A deux doigts de la jungle…

La micro-nouvelle qui aurait aimé se trouver plus loin de l’inhumain.
à 2 doigts de la jungle, la flash fiction
©James Douglas – unslpash

Houria rajusta le châle qui lui cachait les cheveux et traversa la rue. Une petite bruine tombait sans discontinuer, lui glaçant les os. Pour une fois elle ne maudit pas  cet horrible hiver qui n’en finissait pas. Elle était contente de disparaître dans la masse brumeuse. Aujourd’hui elle allait chez le « tanneur ». La devanture du magasin était en bois dans le genre cabane de trappeur. Le temps avait verdi le bois et usé les lettres jusqu’à presque effacer le nom de l’endroit. Ce dernier évoquait plus une ruine que les grands espaces canadiens.

Quand Houria poussa la porte un petit carillon accompagna son pas. À l’intérieur, la lumière était basse et des ombres inquiétantes environnaient la jeune fille. La partie gauche était occupée par des dizaines d’animaux empaillés dont certains semblaient avoir été volontairement mutilés pour leur donner une tête étrange. De l’autre côté s’alignaient des rangées froides et hostiles de carabines.

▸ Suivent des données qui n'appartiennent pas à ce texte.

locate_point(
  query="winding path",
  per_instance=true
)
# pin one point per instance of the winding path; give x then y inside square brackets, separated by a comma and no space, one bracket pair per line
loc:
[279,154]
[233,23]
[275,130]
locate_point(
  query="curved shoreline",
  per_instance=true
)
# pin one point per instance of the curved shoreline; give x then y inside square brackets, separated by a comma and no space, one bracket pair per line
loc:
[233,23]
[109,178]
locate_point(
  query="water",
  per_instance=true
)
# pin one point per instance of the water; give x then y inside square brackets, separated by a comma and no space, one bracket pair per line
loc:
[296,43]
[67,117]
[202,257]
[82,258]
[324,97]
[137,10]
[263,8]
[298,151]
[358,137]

Houria s’avança jusqu’au comptoir d’un pas hésitant. La vue du quarantenaire au crâne rasé et tatouages faillit lui faire faire demi-tour. Deux yeux d’un bleu glacial la fixaient. Pas un sourire n’éclairait son visage. Lorsque enfin elle l’eut atteint, il ouvrit la bouche :

– Je peux faire quelque chose pour vous ?

Il avait la voix très douce.

– je viens acheter finger.

– Pas compris.

– Finger ! I would like to by finger.

– Désolé, je ne comprends pas.

– S’il vous plaît, Steve et Ali me dire que tu vends…

– Ok, Ok. Excuse-moi j’ai pas l’oreille bien habituée, c’est 1000.

Houria le regarda sans comprendre. L’homme attrapa une vieille facture et écrivit au dos la somme qu’il tendit à la jeune femme.

– Personne a ça !!

Houria tressaillit quand l’homme tendit le bras et de l’index lui caressa la joue.

– Allons une gentille fille comme toi, tu vas trouver.

– Non !

– Alors dégage.

– Je pourrais dénoncer toi.

– Je pourrais te mettre les tripes à l’air et empailler ta sale gueule. Tu ne manquerais à personne.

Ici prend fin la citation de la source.